La taupe montrant le bout de son museau. Elle s’en est servi pour pousser de la terre.
Elle aménage sur son territoire un réseau complexe de galeries et de chambres, dont la profondeur dépend de la nature du sol, de leur destination et de la période de l’année : quelques centimètres à plusieurs dizaines de centimètres. La surface occupée dépend de la disposition et de la longueur totale des galeries, qui varie de plusieurs dizaines à une ou deux centaines de mètres.
Elle marque son territoire en déposant contre les parois des sécrétions olfactives émises par ses glandes anales, afin de signaler à ses congénères qu’ils sont chez elle.
Deux territoires (ou davantage) peuvent parfois partiellement se chevaucher, l’un en périphérie de l’autre ; ils ne se superposent pas. Il m’est arrivé de piéger des taupes quand leur activité était importante : j’ai comptabilisé jusqu’à six taupes en une semaine sur une surface équivalente de 0,75 hectare avec une moyenne de deux taupes en une semaine pour la même superficie. Cela correspondrait à une densité de 3 à 8 taupes environ à l’hectare ; cela ne veut pas dire grand chose, sinon d’avancer un autre d’idée.

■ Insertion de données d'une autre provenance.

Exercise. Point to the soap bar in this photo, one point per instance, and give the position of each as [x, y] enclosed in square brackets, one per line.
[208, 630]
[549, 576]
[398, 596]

Des chambres secondaires lui permet d’entreposer des réserves de nourriture. Elle se repose dans un gîte plus important et douillet, constitué de végétaux secs, qu’elle peut être amenée à renouveler au bout d’un certain temps quand il se dégrade. Il est placé à la jonction de plusieurs galeries de communication empruntées pour se rendre sur ses terrains de chasse : c’est la partie permanente de son réseau, bien entretenu. La taupe lui sera fidèle, sauf si la perturbation de son environnement la pousse à déménager. Elle ne tolèrera le voisinage d’un congénère, que si ce dernier reste à une distance respectable de son lieu de repos et en évitant de se croiser.
J’ai l’habitude de disposer des tas de branchages morts sur le terrain, qui servent de refuge pour une microfaune variée selon la période de l’année, crapauds communs, hérissons, etc. J’ai remarqué que quelques taupinières en partent parfois, me laissant penser qu’ils peuvent aussi constituer un abri protégé pour le quartier repos/nidification d’une taupe.
Quand une taupe meurt naturellement ou par piégeage, ce réseau permanent sera réinvesti et entretenu par une autre taupe et ainsi de suite. Si le site reste propice à leur présence et si on les laisse vivre leur vie, des générations de taupes vont s’y succéder.
Début de colonisation : une grosse taupinière récente dans la pelouse (correspondant à une galerie plus profonde), avec en arrière-plan de petites taupinières de galerie de chasse.
Les terrains de chasse sont parcourus de galeries provisoires, abandonnées au profit de nouvelles quand la nourriture s’y fait rare. La répartition spatiale entre les deux types de galeries se reconnait en surface à l’importance de chaque taupinière : les plus grosses, bien discernables parmi les autres, correspondent généralement au quartier de vie et de repos. Les galeries de chasse sont généralement les plus près de la surface avec des taupinières de petite taille et récentes, particulièrement quand la terre est humide. Elles sont parcourues en moyenne toutes les 3 à 4 heures, entre deux périodes de sieste/digestion de même durée. La taupe reste active de jour comme de nuit.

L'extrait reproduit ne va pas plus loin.